Sonoko, issue d'une
riche famille bourgeoise, est mariée à un grand avocat. Ne sachant comment
occuper ses journées, elle décide de prendre des cours de dessin à
l'université. C'est là qu'elle rencontre Mitsuko qui devient secrètement sa
muse et bientôt son amante. Bravant moeurs et mari, Sonoko est prête aux pires
extrêmes pour garder Mistuko auprès d'elle. Mais la belle Mitsuko joue
peut-être un double jeu avec Eijiro, son amant. C¹est alors que doutes et
machinations diverses entrent en jeu.
Deux ans avant le plus célèbre Tatouage (1966) Yasuzo Masumura adaptait déjà un roman de Jun'ichirō
Tanizaki avec ce Passion. L’univers
de l’auteur se fond bien au romantisme morbide, aliénant et marqué par le destin
de Masumura. Dès le départ la romance tient ainsi de l’inconscient et de l’obsession
lorsque l’épouse bourgeoise Sonoko (Kyôko Kishida) peint les traits de Mitsuko
(Ayako Wakao) camarade de cours de dessin, à la place du modèle de l’exercice
en cours. En faisant comprendre la passion de Sonoko par cette obsession (et
homosexualité) inconsciente avant la vraie rencontre avec Mitsuko, Masumura
tisse déjà la relation dominant/dominé à venir. Le rapprochement entre Mitsuko
et Sonoko ne frappe pas particulièrement par son traitement formel (élégant et
sobre) d’une relation lesbienne, ni même par l’expression intense d’une
attirance mutuelle, mais surtout par la soumission violente qui s’impose à
Sonoko à travers son désir dévorant.
Ce désir revêt une dimension funeste et
psychanalytique qui annonce Tatouage
et La Bête aveugle (1969). Le courage
et le défi aux mœurs que constitue cette passion interdite importe moins que
cette facette soumise, renforcée par le jeu intense et suppliant de Kyôko
Kishida et celui, chargé de sadisme et de duplicité de Ayako Wakao. Le
découpage et les cadrages de Masumura lors des (finalement rares) scènes d’amour
recherche toujours les réactions plus ou moins mesurés de Sonoko dont la retenue
bourgeoise vole progressivement en éclat. Le réalisateur étend ce type de
rapport à l’ensemble des protagonistes du film, dépassant l’aspect social
inhérent au Japon qu’on aurait pu y trouver. Sonoko défie ainsi le machisme de
la société japonaise en vivant sa romance au grand jour mais impose une
supériorité de classe envers son époux (Eiji Funakoshi) qui ne peut exprimer
cette autorité masculine attendue. De même Mitsuko tout en manipulant Sonoko
subit elle-même les foudres d’un amant jaloux (Yûsuke Kawazu).
La dimension
charnelle n’a pas réellement sa place, seul compte le fait de plier l’autre à
sa volonté à coup de chantage, de pacte douteux et de mensonges. Masumura l’exprime
dans l’intrigue mais aussi dans le flou moral qu’amènent les scènes d’empoisonnement.

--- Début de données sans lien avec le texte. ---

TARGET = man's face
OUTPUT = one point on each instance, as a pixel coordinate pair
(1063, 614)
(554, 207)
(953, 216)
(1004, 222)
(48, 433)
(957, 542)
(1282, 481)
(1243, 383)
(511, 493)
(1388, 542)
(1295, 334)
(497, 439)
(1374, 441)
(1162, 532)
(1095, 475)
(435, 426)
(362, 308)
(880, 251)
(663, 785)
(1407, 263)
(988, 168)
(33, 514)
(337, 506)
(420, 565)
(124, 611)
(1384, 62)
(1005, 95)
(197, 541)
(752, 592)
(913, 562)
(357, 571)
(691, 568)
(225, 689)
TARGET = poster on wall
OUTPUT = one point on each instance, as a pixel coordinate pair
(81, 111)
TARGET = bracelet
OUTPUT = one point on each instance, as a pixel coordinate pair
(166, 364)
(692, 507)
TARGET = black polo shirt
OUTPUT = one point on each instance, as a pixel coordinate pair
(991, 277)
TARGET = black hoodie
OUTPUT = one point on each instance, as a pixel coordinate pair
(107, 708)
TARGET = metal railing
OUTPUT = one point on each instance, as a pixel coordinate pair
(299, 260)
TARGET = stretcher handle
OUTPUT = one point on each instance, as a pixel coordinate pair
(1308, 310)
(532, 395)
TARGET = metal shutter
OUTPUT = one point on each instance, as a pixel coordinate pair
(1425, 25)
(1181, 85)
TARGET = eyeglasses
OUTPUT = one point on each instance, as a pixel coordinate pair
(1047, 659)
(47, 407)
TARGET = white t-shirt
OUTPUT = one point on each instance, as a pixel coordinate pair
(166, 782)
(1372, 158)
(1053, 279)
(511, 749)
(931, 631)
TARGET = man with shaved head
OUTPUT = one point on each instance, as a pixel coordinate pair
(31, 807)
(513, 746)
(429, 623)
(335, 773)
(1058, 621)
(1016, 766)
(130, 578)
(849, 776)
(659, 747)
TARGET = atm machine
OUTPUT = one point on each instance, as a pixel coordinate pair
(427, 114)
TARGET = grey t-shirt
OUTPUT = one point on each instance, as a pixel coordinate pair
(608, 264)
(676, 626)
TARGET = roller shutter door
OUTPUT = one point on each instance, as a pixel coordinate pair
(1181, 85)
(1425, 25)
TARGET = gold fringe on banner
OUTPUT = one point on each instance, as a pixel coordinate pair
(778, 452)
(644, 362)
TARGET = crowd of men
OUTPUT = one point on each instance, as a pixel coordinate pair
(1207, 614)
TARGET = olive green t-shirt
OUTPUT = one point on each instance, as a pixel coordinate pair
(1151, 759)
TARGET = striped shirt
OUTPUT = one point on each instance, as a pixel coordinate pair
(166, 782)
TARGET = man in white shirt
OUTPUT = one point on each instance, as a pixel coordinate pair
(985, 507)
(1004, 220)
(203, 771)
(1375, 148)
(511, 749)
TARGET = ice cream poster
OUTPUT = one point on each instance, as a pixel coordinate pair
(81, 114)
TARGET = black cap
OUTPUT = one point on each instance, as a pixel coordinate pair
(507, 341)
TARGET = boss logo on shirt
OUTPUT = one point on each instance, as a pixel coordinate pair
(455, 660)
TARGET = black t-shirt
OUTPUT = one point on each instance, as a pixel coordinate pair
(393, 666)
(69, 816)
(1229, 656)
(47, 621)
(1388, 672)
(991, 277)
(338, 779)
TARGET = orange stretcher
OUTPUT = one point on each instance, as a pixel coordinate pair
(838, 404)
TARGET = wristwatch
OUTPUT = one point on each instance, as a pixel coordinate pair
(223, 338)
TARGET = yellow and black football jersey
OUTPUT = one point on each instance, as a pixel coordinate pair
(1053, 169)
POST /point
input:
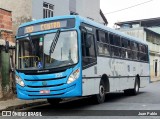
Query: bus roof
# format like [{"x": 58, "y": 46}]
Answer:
[
  {"x": 87, "y": 21},
  {"x": 101, "y": 26}
]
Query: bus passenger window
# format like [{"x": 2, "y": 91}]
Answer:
[{"x": 103, "y": 46}]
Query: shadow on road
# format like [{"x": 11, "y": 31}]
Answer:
[{"x": 83, "y": 103}]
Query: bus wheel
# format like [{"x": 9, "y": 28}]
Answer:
[
  {"x": 135, "y": 90},
  {"x": 100, "y": 98},
  {"x": 54, "y": 101}
]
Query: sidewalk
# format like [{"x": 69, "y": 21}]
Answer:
[{"x": 13, "y": 104}]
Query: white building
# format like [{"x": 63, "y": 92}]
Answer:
[{"x": 147, "y": 30}]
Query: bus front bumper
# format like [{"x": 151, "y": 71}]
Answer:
[{"x": 64, "y": 91}]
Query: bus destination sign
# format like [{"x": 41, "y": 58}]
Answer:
[{"x": 50, "y": 25}]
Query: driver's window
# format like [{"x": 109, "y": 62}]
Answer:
[{"x": 88, "y": 49}]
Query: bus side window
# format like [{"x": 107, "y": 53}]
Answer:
[
  {"x": 103, "y": 46},
  {"x": 88, "y": 49},
  {"x": 115, "y": 45},
  {"x": 124, "y": 48}
]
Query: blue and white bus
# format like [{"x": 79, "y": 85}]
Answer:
[{"x": 71, "y": 56}]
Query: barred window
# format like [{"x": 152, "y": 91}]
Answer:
[{"x": 47, "y": 10}]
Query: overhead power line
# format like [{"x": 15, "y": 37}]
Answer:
[{"x": 128, "y": 7}]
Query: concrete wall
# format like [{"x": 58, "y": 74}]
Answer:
[
  {"x": 63, "y": 7},
  {"x": 154, "y": 50},
  {"x": 21, "y": 11},
  {"x": 136, "y": 32}
]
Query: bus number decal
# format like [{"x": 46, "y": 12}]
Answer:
[
  {"x": 50, "y": 26},
  {"x": 29, "y": 29},
  {"x": 58, "y": 75}
]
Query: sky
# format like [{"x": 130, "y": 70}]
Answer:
[{"x": 150, "y": 9}]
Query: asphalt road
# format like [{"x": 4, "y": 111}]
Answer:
[{"x": 147, "y": 100}]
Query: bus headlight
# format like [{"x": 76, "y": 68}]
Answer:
[
  {"x": 74, "y": 76},
  {"x": 19, "y": 81}
]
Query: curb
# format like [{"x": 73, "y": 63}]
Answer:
[{"x": 22, "y": 106}]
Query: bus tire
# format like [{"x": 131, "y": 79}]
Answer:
[
  {"x": 100, "y": 98},
  {"x": 135, "y": 90},
  {"x": 53, "y": 101}
]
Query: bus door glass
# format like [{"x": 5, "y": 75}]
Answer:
[{"x": 88, "y": 49}]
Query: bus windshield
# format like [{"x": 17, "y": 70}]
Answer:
[{"x": 34, "y": 53}]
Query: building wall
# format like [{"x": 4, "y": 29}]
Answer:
[
  {"x": 21, "y": 11},
  {"x": 154, "y": 50},
  {"x": 64, "y": 7},
  {"x": 61, "y": 7},
  {"x": 6, "y": 25}
]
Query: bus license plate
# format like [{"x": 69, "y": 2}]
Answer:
[{"x": 44, "y": 91}]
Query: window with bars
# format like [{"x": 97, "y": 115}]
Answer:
[{"x": 48, "y": 10}]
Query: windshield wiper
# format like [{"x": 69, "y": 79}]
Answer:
[{"x": 54, "y": 42}]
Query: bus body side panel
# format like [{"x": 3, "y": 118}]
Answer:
[{"x": 121, "y": 74}]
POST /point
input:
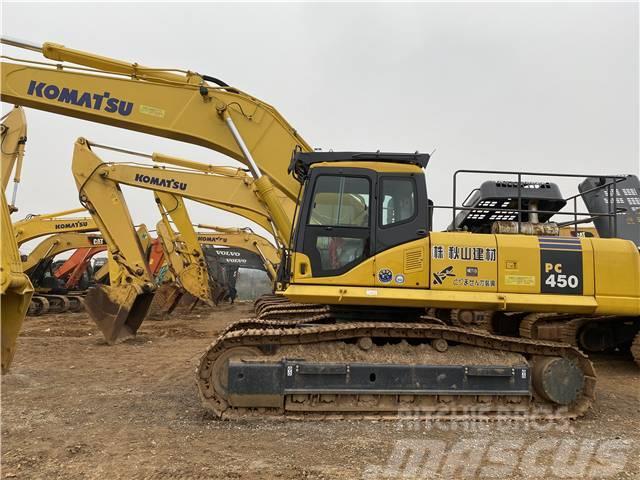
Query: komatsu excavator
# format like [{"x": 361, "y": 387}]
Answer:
[
  {"x": 15, "y": 287},
  {"x": 34, "y": 226},
  {"x": 50, "y": 298},
  {"x": 363, "y": 244},
  {"x": 226, "y": 188}
]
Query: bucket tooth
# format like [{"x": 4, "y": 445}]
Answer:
[
  {"x": 165, "y": 301},
  {"x": 118, "y": 312}
]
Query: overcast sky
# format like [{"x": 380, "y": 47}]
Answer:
[{"x": 493, "y": 86}]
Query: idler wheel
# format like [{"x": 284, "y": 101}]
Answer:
[{"x": 558, "y": 380}]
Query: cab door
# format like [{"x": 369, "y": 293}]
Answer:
[{"x": 336, "y": 235}]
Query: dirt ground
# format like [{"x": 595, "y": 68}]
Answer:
[{"x": 73, "y": 407}]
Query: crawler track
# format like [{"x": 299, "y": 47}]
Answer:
[{"x": 323, "y": 336}]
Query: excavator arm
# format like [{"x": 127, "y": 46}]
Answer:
[
  {"x": 75, "y": 266},
  {"x": 183, "y": 106},
  {"x": 242, "y": 238},
  {"x": 14, "y": 137},
  {"x": 55, "y": 245},
  {"x": 182, "y": 250},
  {"x": 226, "y": 188},
  {"x": 34, "y": 226},
  {"x": 119, "y": 308},
  {"x": 15, "y": 287}
]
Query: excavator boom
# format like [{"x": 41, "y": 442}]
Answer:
[
  {"x": 185, "y": 107},
  {"x": 34, "y": 226},
  {"x": 15, "y": 287}
]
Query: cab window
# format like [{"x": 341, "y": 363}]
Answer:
[
  {"x": 398, "y": 201},
  {"x": 340, "y": 201}
]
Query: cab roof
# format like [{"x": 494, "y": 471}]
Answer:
[{"x": 301, "y": 162}]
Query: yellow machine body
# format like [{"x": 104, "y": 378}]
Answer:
[{"x": 586, "y": 275}]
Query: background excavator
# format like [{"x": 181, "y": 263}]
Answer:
[
  {"x": 99, "y": 184},
  {"x": 363, "y": 243},
  {"x": 51, "y": 296}
]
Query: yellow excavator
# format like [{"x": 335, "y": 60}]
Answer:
[
  {"x": 120, "y": 308},
  {"x": 15, "y": 287},
  {"x": 363, "y": 244},
  {"x": 38, "y": 265}
]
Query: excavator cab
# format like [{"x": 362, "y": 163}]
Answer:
[{"x": 356, "y": 205}]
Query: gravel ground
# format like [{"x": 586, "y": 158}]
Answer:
[{"x": 73, "y": 407}]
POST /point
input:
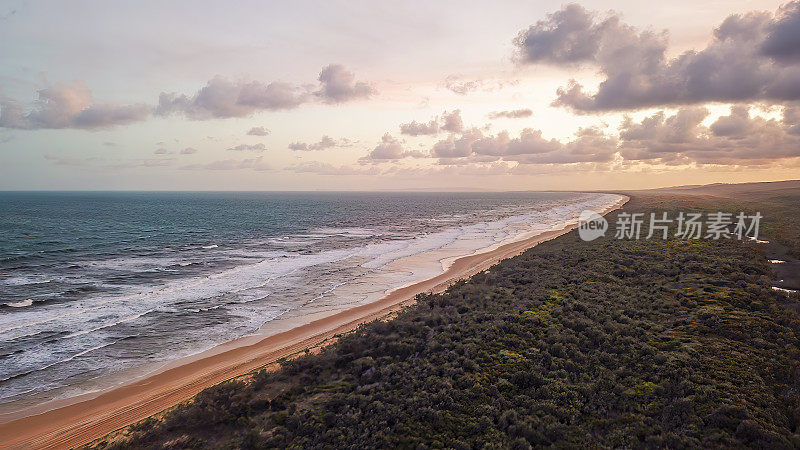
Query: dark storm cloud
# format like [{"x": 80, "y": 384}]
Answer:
[{"x": 751, "y": 57}]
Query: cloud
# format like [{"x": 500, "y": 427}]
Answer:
[
  {"x": 737, "y": 138},
  {"x": 513, "y": 114},
  {"x": 248, "y": 148},
  {"x": 389, "y": 148},
  {"x": 324, "y": 143},
  {"x": 460, "y": 86},
  {"x": 415, "y": 128},
  {"x": 222, "y": 98},
  {"x": 70, "y": 161},
  {"x": 338, "y": 85},
  {"x": 69, "y": 105},
  {"x": 321, "y": 168},
  {"x": 258, "y": 131},
  {"x": 256, "y": 164},
  {"x": 752, "y": 57},
  {"x": 451, "y": 122}
]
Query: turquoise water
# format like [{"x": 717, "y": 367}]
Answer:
[{"x": 95, "y": 283}]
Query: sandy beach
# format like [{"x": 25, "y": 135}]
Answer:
[{"x": 95, "y": 415}]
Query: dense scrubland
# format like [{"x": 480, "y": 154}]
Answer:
[{"x": 610, "y": 343}]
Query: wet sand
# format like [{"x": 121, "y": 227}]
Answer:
[{"x": 70, "y": 425}]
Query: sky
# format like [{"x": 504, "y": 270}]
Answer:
[{"x": 360, "y": 95}]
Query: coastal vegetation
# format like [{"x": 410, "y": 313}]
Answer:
[{"x": 610, "y": 343}]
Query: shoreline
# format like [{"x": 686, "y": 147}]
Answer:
[{"x": 81, "y": 421}]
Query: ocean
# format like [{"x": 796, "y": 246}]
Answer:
[{"x": 97, "y": 284}]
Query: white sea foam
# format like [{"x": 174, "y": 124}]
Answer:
[{"x": 277, "y": 283}]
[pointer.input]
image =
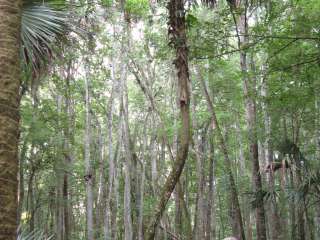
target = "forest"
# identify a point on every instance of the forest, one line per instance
(159, 120)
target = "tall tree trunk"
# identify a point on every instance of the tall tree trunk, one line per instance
(249, 85)
(234, 206)
(10, 14)
(177, 31)
(273, 216)
(211, 213)
(87, 159)
(199, 227)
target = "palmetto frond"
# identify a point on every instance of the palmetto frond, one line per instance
(34, 235)
(41, 27)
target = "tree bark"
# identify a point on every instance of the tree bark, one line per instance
(249, 85)
(10, 14)
(87, 159)
(177, 31)
(234, 206)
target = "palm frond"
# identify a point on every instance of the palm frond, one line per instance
(41, 28)
(34, 235)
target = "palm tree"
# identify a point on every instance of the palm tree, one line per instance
(34, 29)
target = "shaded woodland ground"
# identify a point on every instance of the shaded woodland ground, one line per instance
(166, 120)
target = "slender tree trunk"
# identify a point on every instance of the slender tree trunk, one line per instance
(234, 206)
(249, 85)
(10, 13)
(273, 216)
(177, 30)
(199, 227)
(211, 213)
(87, 159)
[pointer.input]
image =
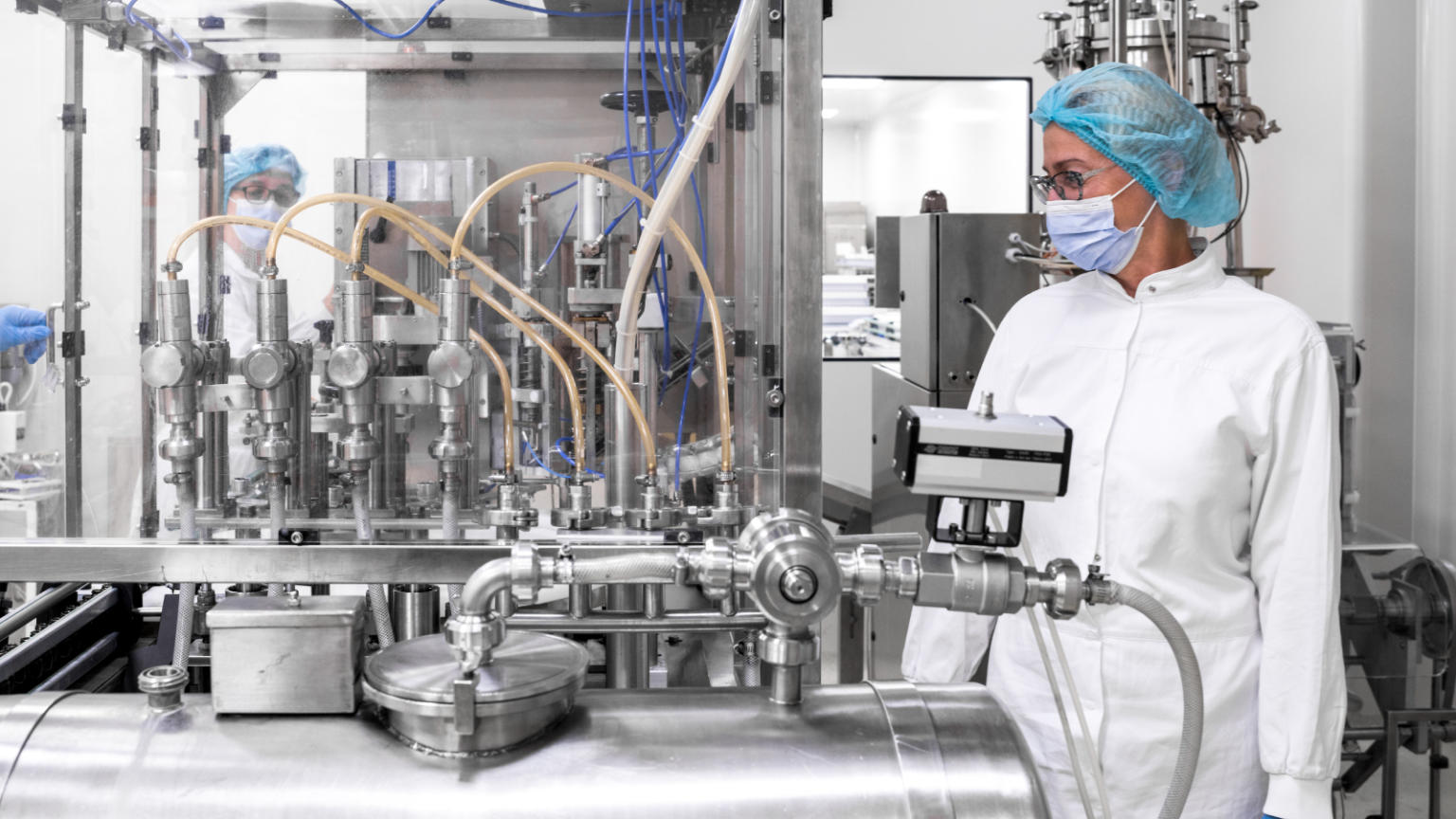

Mitsuko et Sonoko n’y ont pas recours pour mourir ensemble, mais pour soumettre
l’époux par cette démonstration de force. Lorsque cet artifice sera de nouveau
utilisé à la fin du film, ce sera pour les éléments « faibles » du
triangle amoureux de prouver qu’ils sont plus aimants et donc assujettis à la
domination de Mitsuko. C’est par cette dernière que passe l’aspect névrotique
mais également mystique des rapports humains distordus du film, notamment par l’association
à une déité de l’amour indifférente si ce n’est aux sacrifices de ses
adorateurs.
Visuellement Masumura tisse dans un premier temps une
imagerie romantique chatoyante factice où l’on peut voir les dérives à venir. La
vaporeuse et onirique scène d’empoisonnement amène une perte de repère
formelle, temporelle et morale où le monde extérieur n’existe plus. On comprend
la sobriété de la facette sexuelle par Masumura qui nous guide vers une
dernière partie où la défiance, la jalousie et le rapport de force sont les
éléments sur lesquels repose cette passion. La photo de Setsuo Kobayashi le
traduit avec subtilité dans les teintes grise et claustrophobe de l’appartement,
mais aussi par la manière d’exclure un élément du triangle amoureux. L’issue
finale se devine ainsi par la seule finesse de colorer légèrement un visage
dans un plan d’ensemble ou tous les personnages sont supposés être
inconscients. Vénéneux et tout en retenue, Passion est une réussite envoutante.